Aymeric Picaud, a French Benedictine monk of the XII century, is one of the most important historical figures of the Way of St. James, precisely because he recorded step by step his journey on horseback along the Jacobean route, from France to Santiago de Compostela.

This priest, who would become personal secretary of Pope Callistus II (1050-1124), would have built a complete story in the first person with his experiences, anecdotes, listing his visits to shrines, detailing the itineraries to follow, the services found and sharing all kinds of advice for the pilgrim.

The Codex Calixtinus, the reference work of the Jacobean world in the Middle Ages

In his texts the French monk defined the route of the French Way in 13 differentiated stages designed to travel in several days on foot or on horseback (the current stages are designed to be covered in a single day).

The texts, tremendously detailed, spoke of the towns to which the pilgrims would arrive, the local customs, and even the dangers to which they had to face (assailants of walkers). We could say that the compilation elaborated by this monk is the first "tourist guide" of which we have proof.

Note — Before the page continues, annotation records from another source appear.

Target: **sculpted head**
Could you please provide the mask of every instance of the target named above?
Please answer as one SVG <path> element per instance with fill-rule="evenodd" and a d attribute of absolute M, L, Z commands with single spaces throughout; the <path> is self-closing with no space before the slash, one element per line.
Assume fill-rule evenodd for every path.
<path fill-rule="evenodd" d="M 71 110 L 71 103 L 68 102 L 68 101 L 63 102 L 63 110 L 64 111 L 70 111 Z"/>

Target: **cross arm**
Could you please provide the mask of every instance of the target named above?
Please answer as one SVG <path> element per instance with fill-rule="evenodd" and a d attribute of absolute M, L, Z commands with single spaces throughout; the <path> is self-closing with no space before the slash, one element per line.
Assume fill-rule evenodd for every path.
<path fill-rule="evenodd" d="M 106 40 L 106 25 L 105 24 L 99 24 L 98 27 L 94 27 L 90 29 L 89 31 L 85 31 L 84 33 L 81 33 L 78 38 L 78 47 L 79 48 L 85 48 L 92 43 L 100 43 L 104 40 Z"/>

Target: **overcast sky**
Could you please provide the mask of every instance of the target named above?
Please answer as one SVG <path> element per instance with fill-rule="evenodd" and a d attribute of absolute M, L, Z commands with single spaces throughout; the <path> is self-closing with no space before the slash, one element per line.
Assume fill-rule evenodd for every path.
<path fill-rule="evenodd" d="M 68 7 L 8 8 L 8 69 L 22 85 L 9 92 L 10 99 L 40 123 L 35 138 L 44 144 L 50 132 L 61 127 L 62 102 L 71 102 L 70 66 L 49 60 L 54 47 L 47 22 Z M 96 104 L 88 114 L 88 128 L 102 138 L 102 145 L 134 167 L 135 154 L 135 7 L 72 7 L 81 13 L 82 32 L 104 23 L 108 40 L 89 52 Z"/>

All this was supposedly recorded around the year 1140 in book V - the 'Guide of the Pilgrim' (Liber Sancti Jacobi) - of the Codex Calixtinus, the great reference book of the Jacobean world in the Middle Ages and where Aymeric Picaud himself is named on a couple of occasions.

Picaud is credited with this fifth and final book of the Codex Calixtinus, a work that revolves around the figure of Santiago el Mayor, where events such as the miracles of the apostle, the translation of his body from Palestine to Galicia and the placement in his final tomb or the liberation of the path to his grave by Charlemagne himself.